Le Conseil d’Etat s’est récemment  prononcé sur cette question, juste avant l'intervention de l’article 20 de la loi n°2018-727 du 10 août 2018 pour un Etat au service d'une société de confiance.

L’obligation de publication des circulaires sur circulaires.legifrance.gouv.fr a été introduite par une ordonnance de 2005. Elle figurait depuis 2016 à l’article L. 312-2 du code des relations entre le public et l’administration.

L’article 1er du décret n° 2008-1281 du 8 décembre 2008, prenant effet au 1er mai 2009, et codifié à l’article R. 312-8 du code précité, dispose qu’une circulaire non publiée sur le site dédié « n'est pas applicable. Les services ne peuvent en aucun cas s'en prévaloir à l'égard des administrés ». 

Pour les circulaires déjà signées, son article 2 prévoit qu’elles « sont réputées abrogées si elles ne sont pas reprises sur le site » dédié.

Dans ses conclusions lumineuses sous l’arrêt du Conseil d’Etat du 26 juillet 2018 (disponibles sur Ariane), le rapporteur public, M. Guillaume Odinet, rappelait l’état de la jurisprudence issue de ces deux articles :

  • les circulaires adoptées avant le 1er mai 2009 + non publiées sur le site : elles sont réputées abrogées implicitement par l’article 2 du décret précité, à compter du 1er mai 2009. En cas de recours contre le refus de l’abroger, le Conseil d’Etat constate le non-lieu à statuer. En cas de recours pour excès de pouvoir directement contre la circulaire, celui-ci est irrecevable, sauf si la circulaire a été appliquée avant le 1er mai 2009.

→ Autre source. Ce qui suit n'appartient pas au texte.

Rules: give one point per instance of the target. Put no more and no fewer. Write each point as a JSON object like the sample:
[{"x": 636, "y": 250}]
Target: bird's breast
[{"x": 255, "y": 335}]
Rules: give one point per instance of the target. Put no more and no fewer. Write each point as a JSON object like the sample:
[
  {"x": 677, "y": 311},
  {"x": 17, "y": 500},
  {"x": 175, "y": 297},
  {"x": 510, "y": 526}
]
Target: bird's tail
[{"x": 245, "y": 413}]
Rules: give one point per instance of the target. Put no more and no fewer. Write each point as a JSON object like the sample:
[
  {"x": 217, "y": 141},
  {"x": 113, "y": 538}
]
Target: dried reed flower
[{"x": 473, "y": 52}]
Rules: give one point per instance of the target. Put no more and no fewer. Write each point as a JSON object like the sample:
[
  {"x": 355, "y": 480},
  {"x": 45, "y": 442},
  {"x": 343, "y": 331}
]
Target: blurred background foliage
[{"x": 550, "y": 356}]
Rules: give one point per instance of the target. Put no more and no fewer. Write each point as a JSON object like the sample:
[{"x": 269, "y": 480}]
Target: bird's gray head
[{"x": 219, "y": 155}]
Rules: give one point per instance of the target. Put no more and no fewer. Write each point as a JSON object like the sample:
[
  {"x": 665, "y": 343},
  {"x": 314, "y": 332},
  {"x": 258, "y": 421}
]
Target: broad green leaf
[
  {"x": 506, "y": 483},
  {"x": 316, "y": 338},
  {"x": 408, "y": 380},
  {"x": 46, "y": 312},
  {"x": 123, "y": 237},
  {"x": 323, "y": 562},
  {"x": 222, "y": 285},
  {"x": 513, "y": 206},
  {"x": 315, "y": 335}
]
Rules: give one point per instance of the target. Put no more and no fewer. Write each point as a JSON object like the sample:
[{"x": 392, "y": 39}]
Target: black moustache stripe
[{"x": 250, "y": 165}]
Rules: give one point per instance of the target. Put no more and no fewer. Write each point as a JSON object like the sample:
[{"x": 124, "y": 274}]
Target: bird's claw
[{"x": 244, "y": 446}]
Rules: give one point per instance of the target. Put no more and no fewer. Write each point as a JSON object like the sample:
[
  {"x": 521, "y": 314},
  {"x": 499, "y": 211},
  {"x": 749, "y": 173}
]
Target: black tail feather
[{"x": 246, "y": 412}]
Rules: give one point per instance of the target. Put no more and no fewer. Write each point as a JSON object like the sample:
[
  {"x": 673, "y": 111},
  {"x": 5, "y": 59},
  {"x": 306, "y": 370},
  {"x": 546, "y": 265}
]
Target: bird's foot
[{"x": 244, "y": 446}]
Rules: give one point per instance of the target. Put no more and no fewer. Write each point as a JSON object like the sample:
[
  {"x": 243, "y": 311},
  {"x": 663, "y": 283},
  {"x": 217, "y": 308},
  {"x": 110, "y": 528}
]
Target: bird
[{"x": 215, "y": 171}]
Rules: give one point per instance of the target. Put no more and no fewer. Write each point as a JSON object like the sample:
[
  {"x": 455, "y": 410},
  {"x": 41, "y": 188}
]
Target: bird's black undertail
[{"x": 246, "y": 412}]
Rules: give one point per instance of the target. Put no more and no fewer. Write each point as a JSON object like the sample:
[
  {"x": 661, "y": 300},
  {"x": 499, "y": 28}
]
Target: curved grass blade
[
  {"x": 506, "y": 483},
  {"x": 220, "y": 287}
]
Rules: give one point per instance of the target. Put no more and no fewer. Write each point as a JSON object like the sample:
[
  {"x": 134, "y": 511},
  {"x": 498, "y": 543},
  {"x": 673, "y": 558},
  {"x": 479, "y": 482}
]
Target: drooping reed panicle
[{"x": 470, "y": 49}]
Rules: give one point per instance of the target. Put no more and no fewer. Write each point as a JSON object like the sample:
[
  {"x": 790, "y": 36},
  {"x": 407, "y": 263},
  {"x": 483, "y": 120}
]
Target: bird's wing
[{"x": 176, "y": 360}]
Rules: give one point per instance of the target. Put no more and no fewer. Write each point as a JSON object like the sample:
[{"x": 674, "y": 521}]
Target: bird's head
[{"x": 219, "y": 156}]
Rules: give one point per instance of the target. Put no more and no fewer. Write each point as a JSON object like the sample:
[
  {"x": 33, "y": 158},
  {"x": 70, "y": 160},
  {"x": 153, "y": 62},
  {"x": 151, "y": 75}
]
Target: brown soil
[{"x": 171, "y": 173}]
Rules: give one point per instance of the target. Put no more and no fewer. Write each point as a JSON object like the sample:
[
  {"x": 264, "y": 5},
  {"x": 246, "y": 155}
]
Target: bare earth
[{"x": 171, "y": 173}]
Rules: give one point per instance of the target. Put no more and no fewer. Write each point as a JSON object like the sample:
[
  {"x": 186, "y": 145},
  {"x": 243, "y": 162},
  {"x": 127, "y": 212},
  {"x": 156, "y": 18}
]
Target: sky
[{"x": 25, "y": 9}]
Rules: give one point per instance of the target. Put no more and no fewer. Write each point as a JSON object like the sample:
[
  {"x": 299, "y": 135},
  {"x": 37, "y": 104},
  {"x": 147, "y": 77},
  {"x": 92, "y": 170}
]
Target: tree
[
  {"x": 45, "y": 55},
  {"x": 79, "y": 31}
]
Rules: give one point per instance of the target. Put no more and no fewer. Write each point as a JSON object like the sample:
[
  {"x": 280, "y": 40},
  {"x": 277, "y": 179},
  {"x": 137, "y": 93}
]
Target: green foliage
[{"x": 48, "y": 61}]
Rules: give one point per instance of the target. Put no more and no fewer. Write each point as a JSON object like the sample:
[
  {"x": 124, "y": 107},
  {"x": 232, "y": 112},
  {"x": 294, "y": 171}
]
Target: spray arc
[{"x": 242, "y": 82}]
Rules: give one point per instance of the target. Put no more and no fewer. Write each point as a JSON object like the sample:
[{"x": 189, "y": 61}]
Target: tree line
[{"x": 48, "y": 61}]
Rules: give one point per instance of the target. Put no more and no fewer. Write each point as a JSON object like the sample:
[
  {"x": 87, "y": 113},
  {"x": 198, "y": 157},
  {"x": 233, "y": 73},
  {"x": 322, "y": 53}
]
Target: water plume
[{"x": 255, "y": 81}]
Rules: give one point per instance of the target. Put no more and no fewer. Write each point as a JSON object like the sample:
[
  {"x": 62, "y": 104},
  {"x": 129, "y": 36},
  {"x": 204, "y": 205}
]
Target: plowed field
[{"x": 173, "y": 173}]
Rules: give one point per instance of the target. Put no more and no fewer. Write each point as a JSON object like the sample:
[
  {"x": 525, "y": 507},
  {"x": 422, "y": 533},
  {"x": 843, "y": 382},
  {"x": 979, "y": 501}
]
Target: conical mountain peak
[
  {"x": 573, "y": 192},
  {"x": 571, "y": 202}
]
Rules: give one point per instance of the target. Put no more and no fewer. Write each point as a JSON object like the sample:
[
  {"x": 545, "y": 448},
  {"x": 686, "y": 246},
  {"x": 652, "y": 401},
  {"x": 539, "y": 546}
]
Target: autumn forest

La mise en ligne de la circulaire sur ce même site à une date postérieure au 1er mai 2009 n'a pas pour effet de la remettre en vigueur.

  • les circulaires adoptées après le 1er mai 2009 + non publiées sur le site : elles ne sont pas applicables, mais ne sont pas pour autant réputées abrogées.

Ainsi, une circulaire adoptée après le 1er mai 2009 + non publiée sur le site n’est ni abrogée implicitement [= supprimée pour l’avenir], ni caduque [= « se distingue de l’annulation en ce qu’elle ne sanctionne pas un vice entachant à l’origine la validité de l’acte mais enregistre ou sanctionne une carence ultérieure entamant l’acte dans sa perfection ou l’empêchant en tout cas d’être efficace », Dictionnaire Cornu, 2007, p.128-129], mais simplement inopposable [= privée d’effet à l’égard des tiers].

Un recours contre le refus de l’abroger est donc recevable, selon le Conseil d’Etat. Il avait déjà jugé qu’un recours pour excès de pouvoir directement contre la circulaire l’était également.

Cette décision du 26 juillet 2018 aura eu une postérité très limitée, puisque l’article L. 312-2 du code des relations entre le public et l’administration, modifié par la loi du 10 août 2018, dispose désormais que « les instructions et circulaires sont réputées abrogées si elles n'ont pas été publiées, dans des conditions et selon des modalités fixées par décret ».

Autrement dit :

  • un recours pour excès de pouvoir directement contre la circulaire serait désormais jugé irrecevable ;
  • un recours contre le refus de l’abroger se solderait désormais par un non-lieu à statuer.

Il y a donc désormais un alignement du régime contentieux entre les circulaires non publiées sur le site circulaires.gouv.fr avant et après le 1er mai 2009.

Si cet article a l’apparence d’une simplification, il pose la question de ses modalités de mise en œuvre.

Il est vrai qu’avant son intervention, les circulaires adoptées après le 1er mai 2009 pouvaient toujours connaître une publication tardive sur le site, après une période d’inefficacité (= privation d’effets) plus ou moins longue. Dans l’étude d’impact sur le projet de loi, le Gouvernement observait ainsi que « le stock d’instructions et de circulaires non publiées s’est reconstitué depuis mai 2009 ».

Avec cette nouvelle disposition, il est très probable que le Gouvernement, par la voie du décret, encadre la période de publication : on voit mal comment, à défaut, une circulaire serait supprimée pour l’avenir, à peine adoptée.

Il est donc à anticiper que le décret à intervenir fixera un délai maximal, à l’issue duquel la circulaire adoptée non publiée sur circulaires.legifrance.gouv.fr sera réputée abrogée, pour permettre à l’édifice juridique de conserver sa cohérence.

Enfin pour mémoire, et selon une jurisprudence constante, l'interprétation donnée par l’administration, par voie, notamment, de circulaires ou d'instructions, ne fait grief que si elle est libellée sous forme de « dispositions impératives à caractère général ».